Она посмотрела на Хуана Висенте, брата ее Боливара; он молча улыбался («пусть горячатся юноши»).
Между тем заговорил доселе молчавший Хосе — как и другие, молодой мантуанец, креол, сын владельца плантаций индиго. Он сказал:
— Я не понимаю, о чем мы болтаем. Все это чушь и вздор, истерика или вялая рассудительность. Существуют дела, которые надо делать и которых никто не сделает — если не мы. Мы — цвет нации. Мы — молодые люди. Франция подает нам сигнал, показывает пример. В нашей воле — учесть урок и не довести дела до Робеспьера, но в нашей же воле и внять голосу оттуда, из-за океана, с востока, и внять голосу, гулу и стонам своей же, здешней земли, черт возьми. Ведь — проклятие! — Он перевел дыхание; его волосы с рыжим отливом распались на две равные пряди, — или мы действительно неполноценный народ? Или Вашингтон был сверхбогом, а мы ниже обыкновенных людей? Позор! Тысяча проклятий! Северные колонии, они боролись с куда более сильным зверем, чем здешний, наш, — перед ними была Британия с ее флотом, с ее войсками, с ее пехотой, которая в красных мундирах идет на выстрелы и не падает! А мы! Проклятая сука Мария Луиса, проклятый кобель, временщик Мануэль Годой! А сам Карл, этот мерин!

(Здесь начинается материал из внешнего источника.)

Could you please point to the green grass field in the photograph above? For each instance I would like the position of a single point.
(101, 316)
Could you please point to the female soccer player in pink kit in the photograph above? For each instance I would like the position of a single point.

— Послушай, ты же призывал к делу, — с искусно воспитанной невозмутимостью, долженствовавшей обличать отпрыска древних кастильцев, промолвил Пабло — коренастый и очень смуглый юноша с правильным, резким лицом, дымивший длинной, витиевато изогнутой трубкой, — А ругань тоже не дело. Кроме того, здесь дама.
Все замолчали и с мальчишеской виноватостью покосились в угол, на Марию Тересу. Она шевельнула на коленях вязание и сказала, улыбаясь мило, слабо и просто:
— Нет, продолжайте. Не смотрите на меня.
Они ощутили искренность ее слов, и все же минуты две царило смущенное молчание.
Боливар быстрым взглядом смерил жену и, видимо, хотел спросить ее о здоровье; но, явно подумав, что это будет выглядеть нарочитым, вновь отвернулся, вновь посмотрел — как бы хотел уверить себя, что спрашивать и не надо, — и опять отвернулся. У нее потеплело в душе, она была благодарна мужу за эти взгляды.
— Я говорю одно, — нарушил тишь комнаты и пение цикад за окном темпераментный Хосе, сидевший в расстегнутом сюртуке, из-под которою пылала малиновая сорочка. — Нам нечего говорить о том и о сем, черт возьми; нам нужен руководитель.
Все помолчали и как-то отрывисто и загадочно повздыхали, как будто пряча эти вздохи друг от друга.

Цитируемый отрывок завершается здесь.